The agenda spans the full sports media business: TV and digital rights, OTT and streaming, content distribution and archive, fan engagement and the technology layer beneath all of it, including production, data and increasingly AI. The conference programme sits alongside the exhibition and the structured business meetings, but the real centre of gravity is business development. SPORTEL is where rights cycles are discussed, where distributors scout content, and where technology suppliers position themselves with the buyers who matter.
SPORTEL runs over three days in a single venue, the Grimaldi Forum, which keeps the entire community in one place and makes the convention unusually conducive to deal-making. The format combines an exhibition floor, a conference programme of keynotes and panels, screening facilities, and a structured business-meeting system. The associated SPORTEL Awards, known since 2001 as the Georges Bertellotti Golden Podium Awards, celebrate excellence in sports photography and footage and are a long-standing fixture of the event's identity.
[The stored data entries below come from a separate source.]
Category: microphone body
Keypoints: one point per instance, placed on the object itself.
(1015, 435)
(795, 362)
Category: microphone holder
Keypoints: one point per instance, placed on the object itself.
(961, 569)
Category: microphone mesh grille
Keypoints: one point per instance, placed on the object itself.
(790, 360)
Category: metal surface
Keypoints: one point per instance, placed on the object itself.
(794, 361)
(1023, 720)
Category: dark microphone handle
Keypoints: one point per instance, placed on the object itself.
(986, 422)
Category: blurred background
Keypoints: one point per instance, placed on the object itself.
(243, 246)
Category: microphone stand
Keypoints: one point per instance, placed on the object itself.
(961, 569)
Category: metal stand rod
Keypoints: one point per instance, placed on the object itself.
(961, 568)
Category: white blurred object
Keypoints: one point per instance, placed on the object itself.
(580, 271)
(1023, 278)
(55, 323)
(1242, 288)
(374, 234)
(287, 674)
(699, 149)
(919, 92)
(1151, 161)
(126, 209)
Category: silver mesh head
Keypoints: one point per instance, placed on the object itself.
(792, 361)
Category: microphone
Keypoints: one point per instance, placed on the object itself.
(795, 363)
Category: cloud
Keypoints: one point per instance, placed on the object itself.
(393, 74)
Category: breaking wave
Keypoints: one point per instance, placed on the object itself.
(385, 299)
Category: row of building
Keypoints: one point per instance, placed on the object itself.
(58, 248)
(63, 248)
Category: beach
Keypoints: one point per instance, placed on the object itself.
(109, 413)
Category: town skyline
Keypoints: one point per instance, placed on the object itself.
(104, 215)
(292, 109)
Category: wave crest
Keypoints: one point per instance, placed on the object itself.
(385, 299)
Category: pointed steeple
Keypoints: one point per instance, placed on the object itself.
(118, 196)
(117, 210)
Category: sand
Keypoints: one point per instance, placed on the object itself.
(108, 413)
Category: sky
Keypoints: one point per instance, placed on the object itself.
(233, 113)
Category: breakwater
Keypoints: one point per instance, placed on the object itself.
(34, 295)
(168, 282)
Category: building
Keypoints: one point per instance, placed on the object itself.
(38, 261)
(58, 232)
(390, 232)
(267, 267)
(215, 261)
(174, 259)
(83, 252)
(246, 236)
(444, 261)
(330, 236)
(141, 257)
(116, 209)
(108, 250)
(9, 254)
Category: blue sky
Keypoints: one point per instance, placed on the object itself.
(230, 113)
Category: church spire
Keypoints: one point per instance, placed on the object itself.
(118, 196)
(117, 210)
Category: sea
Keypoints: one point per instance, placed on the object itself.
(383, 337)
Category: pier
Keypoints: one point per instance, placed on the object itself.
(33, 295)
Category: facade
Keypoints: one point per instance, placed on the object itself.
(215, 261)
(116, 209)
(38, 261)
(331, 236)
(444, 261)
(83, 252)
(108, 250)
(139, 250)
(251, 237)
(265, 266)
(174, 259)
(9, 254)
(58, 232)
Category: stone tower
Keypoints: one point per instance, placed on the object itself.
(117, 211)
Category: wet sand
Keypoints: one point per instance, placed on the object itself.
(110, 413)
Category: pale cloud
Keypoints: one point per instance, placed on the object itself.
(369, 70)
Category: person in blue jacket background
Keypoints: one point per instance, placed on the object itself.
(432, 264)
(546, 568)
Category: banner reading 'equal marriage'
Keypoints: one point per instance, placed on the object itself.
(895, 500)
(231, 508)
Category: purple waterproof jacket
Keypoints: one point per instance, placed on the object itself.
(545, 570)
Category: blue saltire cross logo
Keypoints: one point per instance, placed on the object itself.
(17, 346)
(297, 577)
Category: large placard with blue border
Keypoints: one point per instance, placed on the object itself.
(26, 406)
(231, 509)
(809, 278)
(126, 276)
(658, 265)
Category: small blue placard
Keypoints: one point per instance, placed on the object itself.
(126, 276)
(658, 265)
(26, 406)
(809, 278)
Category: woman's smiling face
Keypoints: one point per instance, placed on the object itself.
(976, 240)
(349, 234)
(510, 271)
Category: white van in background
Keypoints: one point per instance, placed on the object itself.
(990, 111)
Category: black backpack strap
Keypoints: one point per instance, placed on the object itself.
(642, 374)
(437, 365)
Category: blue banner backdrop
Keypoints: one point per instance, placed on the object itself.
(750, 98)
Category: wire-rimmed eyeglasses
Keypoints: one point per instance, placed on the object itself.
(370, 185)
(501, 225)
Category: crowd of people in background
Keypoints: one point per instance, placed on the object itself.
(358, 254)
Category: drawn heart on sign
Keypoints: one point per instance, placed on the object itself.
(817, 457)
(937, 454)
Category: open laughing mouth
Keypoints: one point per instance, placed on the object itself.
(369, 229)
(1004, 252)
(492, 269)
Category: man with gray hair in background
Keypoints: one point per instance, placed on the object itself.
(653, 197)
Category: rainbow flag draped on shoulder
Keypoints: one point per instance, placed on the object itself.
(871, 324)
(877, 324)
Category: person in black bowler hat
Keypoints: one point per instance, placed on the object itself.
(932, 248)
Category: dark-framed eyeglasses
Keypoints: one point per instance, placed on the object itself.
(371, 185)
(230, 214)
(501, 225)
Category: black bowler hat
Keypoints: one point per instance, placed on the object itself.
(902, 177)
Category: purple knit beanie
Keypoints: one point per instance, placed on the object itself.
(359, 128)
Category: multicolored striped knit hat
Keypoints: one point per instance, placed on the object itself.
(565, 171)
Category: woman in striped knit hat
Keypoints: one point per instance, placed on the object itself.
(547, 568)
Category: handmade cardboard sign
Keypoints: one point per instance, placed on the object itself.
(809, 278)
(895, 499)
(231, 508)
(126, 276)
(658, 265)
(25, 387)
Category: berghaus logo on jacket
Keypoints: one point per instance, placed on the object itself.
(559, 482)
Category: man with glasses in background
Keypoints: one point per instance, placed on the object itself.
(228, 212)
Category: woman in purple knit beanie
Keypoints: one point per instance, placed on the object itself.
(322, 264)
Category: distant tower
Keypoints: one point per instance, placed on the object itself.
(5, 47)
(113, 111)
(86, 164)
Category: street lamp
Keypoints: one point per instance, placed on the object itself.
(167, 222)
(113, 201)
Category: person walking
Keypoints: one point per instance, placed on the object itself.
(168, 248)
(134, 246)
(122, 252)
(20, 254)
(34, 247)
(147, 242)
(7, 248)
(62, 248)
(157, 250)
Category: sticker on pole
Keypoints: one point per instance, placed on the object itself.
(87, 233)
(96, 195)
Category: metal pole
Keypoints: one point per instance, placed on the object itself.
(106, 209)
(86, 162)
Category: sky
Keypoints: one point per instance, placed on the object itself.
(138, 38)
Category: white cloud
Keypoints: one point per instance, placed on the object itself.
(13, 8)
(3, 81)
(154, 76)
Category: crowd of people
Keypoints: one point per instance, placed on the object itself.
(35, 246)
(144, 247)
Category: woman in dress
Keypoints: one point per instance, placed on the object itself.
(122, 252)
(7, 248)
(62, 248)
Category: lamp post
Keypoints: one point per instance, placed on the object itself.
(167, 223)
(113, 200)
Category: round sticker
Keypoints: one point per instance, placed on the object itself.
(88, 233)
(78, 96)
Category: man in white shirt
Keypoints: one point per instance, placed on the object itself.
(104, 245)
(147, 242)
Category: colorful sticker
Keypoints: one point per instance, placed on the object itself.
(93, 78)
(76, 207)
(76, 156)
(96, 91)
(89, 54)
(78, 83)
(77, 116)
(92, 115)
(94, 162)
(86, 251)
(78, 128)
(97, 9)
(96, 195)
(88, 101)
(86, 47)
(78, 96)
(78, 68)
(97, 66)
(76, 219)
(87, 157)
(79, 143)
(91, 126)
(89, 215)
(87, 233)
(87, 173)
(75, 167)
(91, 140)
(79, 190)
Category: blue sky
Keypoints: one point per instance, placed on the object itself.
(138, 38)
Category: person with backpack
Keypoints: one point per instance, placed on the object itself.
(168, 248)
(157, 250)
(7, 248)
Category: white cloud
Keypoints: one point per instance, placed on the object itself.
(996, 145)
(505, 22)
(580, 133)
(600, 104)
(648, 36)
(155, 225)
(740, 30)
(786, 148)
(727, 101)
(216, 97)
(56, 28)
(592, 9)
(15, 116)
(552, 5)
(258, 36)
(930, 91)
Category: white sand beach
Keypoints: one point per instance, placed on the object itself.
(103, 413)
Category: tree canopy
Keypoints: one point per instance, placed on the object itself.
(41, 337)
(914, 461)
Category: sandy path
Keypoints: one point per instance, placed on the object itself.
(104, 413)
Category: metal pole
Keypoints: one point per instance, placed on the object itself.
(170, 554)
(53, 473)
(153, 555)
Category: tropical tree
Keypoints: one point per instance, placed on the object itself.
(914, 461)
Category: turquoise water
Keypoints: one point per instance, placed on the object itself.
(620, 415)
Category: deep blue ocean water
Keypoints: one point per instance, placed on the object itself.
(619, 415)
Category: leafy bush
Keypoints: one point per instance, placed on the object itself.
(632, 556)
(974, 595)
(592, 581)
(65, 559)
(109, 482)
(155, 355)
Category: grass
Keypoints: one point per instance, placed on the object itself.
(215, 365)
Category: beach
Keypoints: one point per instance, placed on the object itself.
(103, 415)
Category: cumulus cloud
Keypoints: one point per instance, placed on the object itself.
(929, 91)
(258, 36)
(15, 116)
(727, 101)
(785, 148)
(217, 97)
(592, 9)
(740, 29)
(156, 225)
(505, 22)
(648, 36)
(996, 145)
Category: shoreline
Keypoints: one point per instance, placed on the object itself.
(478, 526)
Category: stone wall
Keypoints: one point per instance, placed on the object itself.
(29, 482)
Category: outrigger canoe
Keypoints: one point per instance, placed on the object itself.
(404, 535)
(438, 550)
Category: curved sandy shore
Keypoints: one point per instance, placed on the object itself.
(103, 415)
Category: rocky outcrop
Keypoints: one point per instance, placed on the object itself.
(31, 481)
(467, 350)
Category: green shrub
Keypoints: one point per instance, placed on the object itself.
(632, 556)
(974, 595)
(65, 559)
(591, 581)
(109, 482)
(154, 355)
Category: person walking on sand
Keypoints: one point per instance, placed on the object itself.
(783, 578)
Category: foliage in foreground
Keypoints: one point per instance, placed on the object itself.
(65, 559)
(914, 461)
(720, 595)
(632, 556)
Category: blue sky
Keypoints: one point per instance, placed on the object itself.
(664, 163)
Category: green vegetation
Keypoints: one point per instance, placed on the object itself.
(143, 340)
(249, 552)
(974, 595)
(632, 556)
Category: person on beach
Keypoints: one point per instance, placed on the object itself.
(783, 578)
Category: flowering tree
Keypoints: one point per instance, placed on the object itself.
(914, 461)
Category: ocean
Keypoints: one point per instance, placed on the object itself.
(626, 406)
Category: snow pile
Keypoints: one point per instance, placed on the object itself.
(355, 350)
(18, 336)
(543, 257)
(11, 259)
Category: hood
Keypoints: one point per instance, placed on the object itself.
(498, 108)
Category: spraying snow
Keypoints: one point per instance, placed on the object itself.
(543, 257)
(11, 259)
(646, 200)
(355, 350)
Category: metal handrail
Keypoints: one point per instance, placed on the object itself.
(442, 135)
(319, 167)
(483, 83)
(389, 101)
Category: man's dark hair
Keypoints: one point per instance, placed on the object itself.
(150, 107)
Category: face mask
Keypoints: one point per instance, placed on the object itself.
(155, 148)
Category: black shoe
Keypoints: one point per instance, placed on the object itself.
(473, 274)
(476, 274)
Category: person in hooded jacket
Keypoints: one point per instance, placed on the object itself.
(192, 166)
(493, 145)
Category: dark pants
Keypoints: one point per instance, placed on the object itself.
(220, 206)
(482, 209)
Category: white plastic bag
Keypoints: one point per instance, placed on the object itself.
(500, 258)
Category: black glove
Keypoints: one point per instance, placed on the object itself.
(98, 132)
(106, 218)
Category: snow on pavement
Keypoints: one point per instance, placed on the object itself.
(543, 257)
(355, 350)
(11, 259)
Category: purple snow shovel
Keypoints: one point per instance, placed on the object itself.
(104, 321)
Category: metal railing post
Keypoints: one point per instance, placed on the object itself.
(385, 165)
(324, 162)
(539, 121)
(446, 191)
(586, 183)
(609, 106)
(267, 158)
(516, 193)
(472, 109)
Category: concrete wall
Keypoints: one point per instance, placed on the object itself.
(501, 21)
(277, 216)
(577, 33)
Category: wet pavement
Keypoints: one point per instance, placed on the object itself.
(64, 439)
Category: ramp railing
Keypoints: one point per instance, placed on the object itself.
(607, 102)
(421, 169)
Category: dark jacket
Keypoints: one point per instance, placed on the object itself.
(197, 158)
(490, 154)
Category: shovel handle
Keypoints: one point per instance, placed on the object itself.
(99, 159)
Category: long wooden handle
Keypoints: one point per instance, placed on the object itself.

SPORTEL falls in mid-to-late October, in the heart of the autumn sports media run. It is complementary to the broadcast technology shows: where IBC is a vast general technology exhibition and the SVG circuit is pure production engineering, SPORTEL is the rights and business convention. For the vertical it is the priority business and rights target, the place where the commercial decision-makers of sports media are most densely concentrated.
SPORTEL is the deal-making hub of sports media. Its compact, single-venue format over three days produces the kind of senior, face-to-face meetings that turn into contracts, and its mix of rights holders, broadcasters, distributors and technology vendors makes it the one event where the business and technology sides of the vertical meet at C-level. For anyone mapping the commercial structure of sports media, SPORTEL is the anchor.
| Founded | 1990 (first edition 2 November) |
| 2026 edition | 36th |
| Participants | ~2,000 from 70 countries |
| Companies | ~795 (155 newcomers in 2025) |
| C-level share | close to 50% |
| Awards | SPORTEL Awards / Georges Bertellotti Golden Podium Awards |
From 19 to 21 October 2026 at the Grimaldi Forum in Monaco.
Rights holders, broadcasters, distributors and technology vendors with sports media solutions to buy, sell or showcase.
Close to half of participants are C-level, which makes SPORTEL one of the most senior gatherings in sports media.
SPORTEL is a rights and media business convention, while IBC is a large broadcast technology exhibition. They serve different sides of the industry.
In 1990, by the Monegasque journalist Georges Bertellotti, under the patronage of the Monaco royal family.
Annual awards for sports photography and footage, known since 2001 as the Georges Bertellotti Golden Podium Awards.